Consumers Union, the advocacy division of Consumer Reports, urges you to oppose any further attempts to weaken or delay implementation of the national menu labeling law, including through appropriations. For the reasons discussed below, Congress should support fully implementing menu labeling requirements in May 2018, as scheduled, to help consumers make their own, informed choices when eating out.
More than 80% of consumers want chains to provide calorie information on menus, and studies have shown that consumers use this information when it is available to them. At Congress’ direction, the Food and Drug Administration (FDA) has produced a sensible rule requiring chain food retailers to provide consumers with calorie counts that they can readily use, while also providing significant flexibility for companies. A variety of restaurants, supermarkets, convenience stores, and other chains already are successfully providing this information, and FDA Commissioner Scott Gottlieb has stated that the agency will not reopen the rule. The FDA also recently issued new draft guidance answering industry questions about how to comply.

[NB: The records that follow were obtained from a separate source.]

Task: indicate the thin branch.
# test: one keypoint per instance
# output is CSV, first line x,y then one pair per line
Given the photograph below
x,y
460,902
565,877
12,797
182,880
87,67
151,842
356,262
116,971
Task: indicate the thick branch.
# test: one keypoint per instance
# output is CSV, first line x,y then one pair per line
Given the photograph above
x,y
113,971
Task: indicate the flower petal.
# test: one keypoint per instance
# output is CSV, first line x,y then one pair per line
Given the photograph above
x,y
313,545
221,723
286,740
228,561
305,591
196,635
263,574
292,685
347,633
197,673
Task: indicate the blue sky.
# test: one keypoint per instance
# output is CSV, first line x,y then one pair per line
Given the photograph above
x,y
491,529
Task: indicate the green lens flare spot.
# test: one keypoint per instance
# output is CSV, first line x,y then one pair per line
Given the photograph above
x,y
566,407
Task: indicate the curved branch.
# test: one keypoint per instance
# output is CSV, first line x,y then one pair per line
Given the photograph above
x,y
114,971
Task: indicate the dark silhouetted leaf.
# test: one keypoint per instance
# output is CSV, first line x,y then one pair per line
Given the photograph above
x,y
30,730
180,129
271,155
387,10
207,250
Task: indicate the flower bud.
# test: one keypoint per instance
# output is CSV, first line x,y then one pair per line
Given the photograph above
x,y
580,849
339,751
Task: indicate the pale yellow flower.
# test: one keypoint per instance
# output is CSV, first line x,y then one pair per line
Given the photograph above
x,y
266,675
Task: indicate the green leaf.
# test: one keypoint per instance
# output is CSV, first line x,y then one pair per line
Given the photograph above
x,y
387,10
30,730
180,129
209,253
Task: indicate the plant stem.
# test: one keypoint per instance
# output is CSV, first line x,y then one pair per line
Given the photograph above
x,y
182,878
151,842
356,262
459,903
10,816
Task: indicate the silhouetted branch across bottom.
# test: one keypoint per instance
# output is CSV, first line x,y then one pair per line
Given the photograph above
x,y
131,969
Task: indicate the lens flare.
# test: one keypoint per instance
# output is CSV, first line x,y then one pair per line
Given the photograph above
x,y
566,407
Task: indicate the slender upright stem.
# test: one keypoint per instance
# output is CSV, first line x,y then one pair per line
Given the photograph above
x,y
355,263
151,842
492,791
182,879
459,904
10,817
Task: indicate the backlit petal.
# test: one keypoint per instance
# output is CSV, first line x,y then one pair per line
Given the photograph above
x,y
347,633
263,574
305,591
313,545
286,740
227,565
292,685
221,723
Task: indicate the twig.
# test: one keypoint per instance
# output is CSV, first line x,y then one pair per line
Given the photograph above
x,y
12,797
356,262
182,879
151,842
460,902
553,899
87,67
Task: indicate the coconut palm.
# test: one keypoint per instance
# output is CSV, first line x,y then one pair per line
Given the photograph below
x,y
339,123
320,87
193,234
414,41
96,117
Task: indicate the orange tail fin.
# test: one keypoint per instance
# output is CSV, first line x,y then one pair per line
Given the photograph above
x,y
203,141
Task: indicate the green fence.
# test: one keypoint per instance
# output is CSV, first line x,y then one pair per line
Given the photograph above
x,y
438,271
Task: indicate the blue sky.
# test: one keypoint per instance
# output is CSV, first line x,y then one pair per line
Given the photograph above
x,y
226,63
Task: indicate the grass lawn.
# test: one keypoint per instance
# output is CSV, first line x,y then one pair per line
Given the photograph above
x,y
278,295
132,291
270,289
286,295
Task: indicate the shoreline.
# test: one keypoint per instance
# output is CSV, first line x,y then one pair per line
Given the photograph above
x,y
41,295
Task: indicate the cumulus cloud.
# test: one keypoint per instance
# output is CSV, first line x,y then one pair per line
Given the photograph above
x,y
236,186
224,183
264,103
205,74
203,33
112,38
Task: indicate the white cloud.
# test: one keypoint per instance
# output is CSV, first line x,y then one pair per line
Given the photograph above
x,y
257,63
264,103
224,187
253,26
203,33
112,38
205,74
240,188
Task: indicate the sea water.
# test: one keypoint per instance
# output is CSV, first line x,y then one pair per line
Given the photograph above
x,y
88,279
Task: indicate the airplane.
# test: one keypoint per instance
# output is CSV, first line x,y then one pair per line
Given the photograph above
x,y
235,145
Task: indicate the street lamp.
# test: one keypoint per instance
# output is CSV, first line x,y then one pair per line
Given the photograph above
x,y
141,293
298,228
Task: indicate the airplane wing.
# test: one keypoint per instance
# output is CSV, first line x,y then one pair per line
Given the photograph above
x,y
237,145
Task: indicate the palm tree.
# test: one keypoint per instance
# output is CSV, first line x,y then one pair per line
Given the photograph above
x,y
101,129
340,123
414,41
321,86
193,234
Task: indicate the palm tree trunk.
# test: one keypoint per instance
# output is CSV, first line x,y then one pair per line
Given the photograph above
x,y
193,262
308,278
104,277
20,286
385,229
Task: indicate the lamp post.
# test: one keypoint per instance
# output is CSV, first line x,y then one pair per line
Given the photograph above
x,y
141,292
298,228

Despite this progress, some industry groups are pushing for measures that would weaken and delay menu labeling requirements, making it impossible for consumers to compare calorie information across chain restaurants. These proposals would play favorites and undermine the menu labeling rule, such as by carving out particular businesses from in-restaurant labeling, permitting food retailers to use arbitrary and misleading serving sizes, or allowing supermarkets and convenience stores to hide calorie information in less-visible locations than currently required.
Consumers deserve access to information in a clear, standard format that will help them make healthier food and beverage choices when they eat out, especially given that they now consume about one-third of their calories from food prepared away from home. Whether in appropriations bills or other legislation, we urge you to oppose any attempt to delay or weaken the menu labeling rule.